At the center of the rally were two companies tied to the expanding AI infrastructure buildout: Marvell Technology and Hewlett Packard Enterprise. Marvell jumped 32.5% after a headline-grabbing endorsement from Nvidia CEO Jensen Huang, while HPE surged nearly 30% after posting stronger-than-expected results and sharply raising guidance. Together, the moves underscored a broader message investors are increasingly embracing: the AI boom is no longer limited to the biggest chip names.
Marvell Technology: Nvidia Endorsement Ignites Investor Enthusiasm
Marvell delivered one of the most dramatic moves in the semiconductor sector this year after Huang appeared alongside CEO Matt Murphy at Computex 2026 in Taipei and called Marvell “the next trillion-dollar company.” The remark electrified investors and reshaped sentiment around a company already seen as an important supplier of custom AI chips and networking silicon for data centers.

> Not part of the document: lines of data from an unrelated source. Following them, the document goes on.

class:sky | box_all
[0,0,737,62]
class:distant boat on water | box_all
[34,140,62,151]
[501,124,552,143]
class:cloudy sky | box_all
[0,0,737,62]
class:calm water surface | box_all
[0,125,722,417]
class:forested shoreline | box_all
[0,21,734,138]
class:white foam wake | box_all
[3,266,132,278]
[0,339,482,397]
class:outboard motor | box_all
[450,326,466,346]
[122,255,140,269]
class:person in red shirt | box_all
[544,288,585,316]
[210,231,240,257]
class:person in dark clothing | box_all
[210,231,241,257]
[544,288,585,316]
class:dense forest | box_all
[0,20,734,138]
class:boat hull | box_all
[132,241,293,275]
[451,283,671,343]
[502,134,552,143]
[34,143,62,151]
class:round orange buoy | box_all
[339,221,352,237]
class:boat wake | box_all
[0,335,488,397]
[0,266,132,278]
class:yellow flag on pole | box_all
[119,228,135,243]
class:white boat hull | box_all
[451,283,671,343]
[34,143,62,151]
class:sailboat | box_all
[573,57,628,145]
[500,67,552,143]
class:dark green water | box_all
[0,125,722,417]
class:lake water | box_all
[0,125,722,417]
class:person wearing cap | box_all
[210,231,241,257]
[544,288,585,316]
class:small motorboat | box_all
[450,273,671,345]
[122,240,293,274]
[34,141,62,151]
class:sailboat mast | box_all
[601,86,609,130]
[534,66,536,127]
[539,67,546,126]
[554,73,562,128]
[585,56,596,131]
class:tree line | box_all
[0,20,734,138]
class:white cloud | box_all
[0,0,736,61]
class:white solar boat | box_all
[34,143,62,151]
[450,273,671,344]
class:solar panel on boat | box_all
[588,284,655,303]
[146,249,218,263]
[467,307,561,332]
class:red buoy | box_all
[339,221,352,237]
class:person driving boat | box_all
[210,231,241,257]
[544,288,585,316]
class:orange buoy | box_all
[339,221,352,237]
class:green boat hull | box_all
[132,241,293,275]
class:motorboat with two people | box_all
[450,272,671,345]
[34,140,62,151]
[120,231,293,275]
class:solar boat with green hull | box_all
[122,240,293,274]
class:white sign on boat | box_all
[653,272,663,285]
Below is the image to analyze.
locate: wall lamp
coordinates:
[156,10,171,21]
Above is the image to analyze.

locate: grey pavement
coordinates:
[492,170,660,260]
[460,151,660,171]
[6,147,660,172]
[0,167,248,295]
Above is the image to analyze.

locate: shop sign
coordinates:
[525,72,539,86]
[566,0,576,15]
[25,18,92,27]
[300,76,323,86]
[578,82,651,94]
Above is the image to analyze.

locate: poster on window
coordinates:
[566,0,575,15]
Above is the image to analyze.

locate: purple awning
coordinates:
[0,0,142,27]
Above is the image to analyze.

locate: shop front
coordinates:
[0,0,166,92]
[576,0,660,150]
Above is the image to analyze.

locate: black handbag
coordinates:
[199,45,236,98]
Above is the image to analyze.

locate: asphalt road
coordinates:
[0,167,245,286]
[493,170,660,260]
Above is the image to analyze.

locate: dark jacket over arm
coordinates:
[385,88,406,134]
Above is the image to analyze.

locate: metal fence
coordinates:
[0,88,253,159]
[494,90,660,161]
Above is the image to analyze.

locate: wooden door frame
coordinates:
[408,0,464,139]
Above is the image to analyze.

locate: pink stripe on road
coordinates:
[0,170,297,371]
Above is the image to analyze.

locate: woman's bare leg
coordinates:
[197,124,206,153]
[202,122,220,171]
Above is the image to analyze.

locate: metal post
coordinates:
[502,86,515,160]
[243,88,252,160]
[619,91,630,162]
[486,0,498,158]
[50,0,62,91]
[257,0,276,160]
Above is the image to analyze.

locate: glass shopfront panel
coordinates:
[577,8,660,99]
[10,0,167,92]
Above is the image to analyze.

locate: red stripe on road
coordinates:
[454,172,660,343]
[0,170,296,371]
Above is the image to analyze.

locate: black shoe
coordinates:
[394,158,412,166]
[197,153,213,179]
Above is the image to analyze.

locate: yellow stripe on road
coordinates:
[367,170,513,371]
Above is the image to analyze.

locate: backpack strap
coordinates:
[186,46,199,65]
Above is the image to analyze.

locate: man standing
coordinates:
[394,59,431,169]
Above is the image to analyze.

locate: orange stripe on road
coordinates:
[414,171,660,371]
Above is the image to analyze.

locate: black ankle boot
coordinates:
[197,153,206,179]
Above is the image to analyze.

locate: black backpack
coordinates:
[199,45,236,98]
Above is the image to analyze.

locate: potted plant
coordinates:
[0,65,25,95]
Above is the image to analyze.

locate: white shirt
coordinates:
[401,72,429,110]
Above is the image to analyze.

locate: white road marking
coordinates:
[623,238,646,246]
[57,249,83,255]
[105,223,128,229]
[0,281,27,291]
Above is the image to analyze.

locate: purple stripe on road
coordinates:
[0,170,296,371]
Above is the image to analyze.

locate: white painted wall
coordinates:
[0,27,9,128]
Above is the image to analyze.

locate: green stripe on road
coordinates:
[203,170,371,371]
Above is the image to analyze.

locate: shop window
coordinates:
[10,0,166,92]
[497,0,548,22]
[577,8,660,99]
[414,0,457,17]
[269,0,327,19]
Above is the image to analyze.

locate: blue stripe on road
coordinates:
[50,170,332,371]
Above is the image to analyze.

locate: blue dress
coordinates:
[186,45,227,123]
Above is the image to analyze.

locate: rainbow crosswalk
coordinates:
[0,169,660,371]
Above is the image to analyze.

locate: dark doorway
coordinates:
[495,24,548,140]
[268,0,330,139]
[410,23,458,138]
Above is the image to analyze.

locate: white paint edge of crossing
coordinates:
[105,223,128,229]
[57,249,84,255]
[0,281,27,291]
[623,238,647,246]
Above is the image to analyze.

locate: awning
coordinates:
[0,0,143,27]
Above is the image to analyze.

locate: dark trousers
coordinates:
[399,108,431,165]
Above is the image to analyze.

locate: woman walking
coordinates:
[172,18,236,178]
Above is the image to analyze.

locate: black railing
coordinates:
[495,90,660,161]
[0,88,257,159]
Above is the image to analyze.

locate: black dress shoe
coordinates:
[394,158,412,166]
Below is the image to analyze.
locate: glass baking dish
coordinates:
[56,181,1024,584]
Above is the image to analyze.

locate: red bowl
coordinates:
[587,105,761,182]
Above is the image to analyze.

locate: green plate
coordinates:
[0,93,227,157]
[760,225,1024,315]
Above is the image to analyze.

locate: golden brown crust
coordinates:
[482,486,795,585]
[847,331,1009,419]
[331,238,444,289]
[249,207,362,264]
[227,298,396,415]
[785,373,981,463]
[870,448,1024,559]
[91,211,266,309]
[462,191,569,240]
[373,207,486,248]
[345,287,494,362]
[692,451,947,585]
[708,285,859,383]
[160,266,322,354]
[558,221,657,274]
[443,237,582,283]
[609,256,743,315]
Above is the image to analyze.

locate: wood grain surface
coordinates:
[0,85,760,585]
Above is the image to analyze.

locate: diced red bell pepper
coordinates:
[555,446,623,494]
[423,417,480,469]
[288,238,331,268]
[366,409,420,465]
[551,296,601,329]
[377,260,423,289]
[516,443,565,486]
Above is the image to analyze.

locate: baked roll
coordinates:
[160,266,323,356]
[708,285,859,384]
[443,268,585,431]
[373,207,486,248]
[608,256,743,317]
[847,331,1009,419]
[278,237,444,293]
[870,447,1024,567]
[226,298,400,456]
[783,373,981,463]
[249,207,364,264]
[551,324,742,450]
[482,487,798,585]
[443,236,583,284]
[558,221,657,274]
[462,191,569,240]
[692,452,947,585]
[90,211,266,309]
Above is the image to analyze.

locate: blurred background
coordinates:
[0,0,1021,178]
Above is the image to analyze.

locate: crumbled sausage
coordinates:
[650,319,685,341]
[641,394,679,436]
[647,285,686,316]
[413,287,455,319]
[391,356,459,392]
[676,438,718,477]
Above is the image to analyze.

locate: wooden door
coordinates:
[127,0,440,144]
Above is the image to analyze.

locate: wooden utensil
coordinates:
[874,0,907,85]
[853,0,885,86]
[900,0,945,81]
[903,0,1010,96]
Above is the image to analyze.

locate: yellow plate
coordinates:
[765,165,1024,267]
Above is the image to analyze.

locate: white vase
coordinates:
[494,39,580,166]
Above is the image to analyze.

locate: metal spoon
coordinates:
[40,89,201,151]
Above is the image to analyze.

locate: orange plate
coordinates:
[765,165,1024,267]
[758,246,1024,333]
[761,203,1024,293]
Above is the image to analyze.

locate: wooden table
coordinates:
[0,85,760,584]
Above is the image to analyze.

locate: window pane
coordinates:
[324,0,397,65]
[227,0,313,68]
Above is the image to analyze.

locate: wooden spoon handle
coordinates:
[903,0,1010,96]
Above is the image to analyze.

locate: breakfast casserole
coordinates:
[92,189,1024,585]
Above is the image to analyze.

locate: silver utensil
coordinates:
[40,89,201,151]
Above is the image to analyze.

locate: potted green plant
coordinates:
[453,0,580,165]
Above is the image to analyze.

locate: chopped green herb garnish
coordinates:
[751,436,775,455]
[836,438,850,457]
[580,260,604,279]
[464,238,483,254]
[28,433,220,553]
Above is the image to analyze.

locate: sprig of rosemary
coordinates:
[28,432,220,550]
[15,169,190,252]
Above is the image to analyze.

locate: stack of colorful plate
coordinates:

Before the surge, Marvell’s market capitalization stood near $191.96 billion. The company had already built momentum, with five-year revenue CAGR of 16% and strong expectations for future sales growth. After the rally, its year-to-date gain climbed past 158%.
Marvell’s appeal rests on its role in custom silicon, a fast-growing corner of the AI market. Analysts project roughly $7.3 billion in data center sales this fiscal year, with a path to $10 billion to $11 billion in annual custom silicon revenue by fiscal 2029 if market share targets are met.
Hewlett Packard Enterprise: Earnings Show AI Demand Is Broadening
If Marvell captured the market’s imagination, HPE delivered the hard numbers. The company’s fiscal second-quarter results highlighted just how quickly enterprise AI spending is spreading through servers, networking, and integrated infrastructure.
Revenue rose 40% year over year to $10.678 billion, comfortably above guidance, while adjusted earnings per share of $0.79 beat estimates by 26 cents. Networking revenue surged 148.2% to $2.7 billion, helped by the Juniper Networks integration and strong AI-related demand. In Cloud & AI, revenue climbed 22.9% to $7.7 billion, while operating margin improved from 6.6% to 12.4%.
- HPE raised fiscal 2026 non-GAAP EPS guidance to $3.35-$3.45 from $2.30-$2.50
- Free cash flow guidance increased to at least $3.5 billion
- The company reported about $1.8 billion in new AI systems orders during the quarter
- Third-quarter revenue guidance came in at $11.5 billion to $12.1 billion
Key Insight: HPE’s results suggest AI demand is moving beyond chipmakers and into the broader enterprise infrastructure stack, where spending is becoming larger and more urgent.
Market Context and Broader Implications
The rally in Marvell and HPE helped extend a powerful run for the broader market. All three major U.S. indexes closed at records for the fifth straight day, the longest such streak since 2017, according to Dow Jones Market Data. Technology remained the market’s engine, with investors continuing to favor companies tied to AI servers, networking gear, and data-center buildouts.
There were also signs the rally was broadening. Market breadth improved, suggesting gains were no longer being driven only by a narrow group of mega-cap tech stocks. That matters for retail investors, because it points to a wider set of companies benefiting from AI spending.
Conclusion: The AI Buildout Is Reaching Its Next Stage
The sharp moves in Marvell Technology and Hewlett Packard Enterprise marked more than a strong day for two stocks. They offered a clear signal that the AI investment cycle is entering a more expansive phase, one where demand is spreading across chips, systems, and networking infrastructure.
For investors, that shift is important. It suggests the next wave of AI winners may include not just the dominant platform companies, but also the suppliers and integrators building the backbone of the technology. The opportunity is getting broader, even as valuations and execution risks remain worth watching.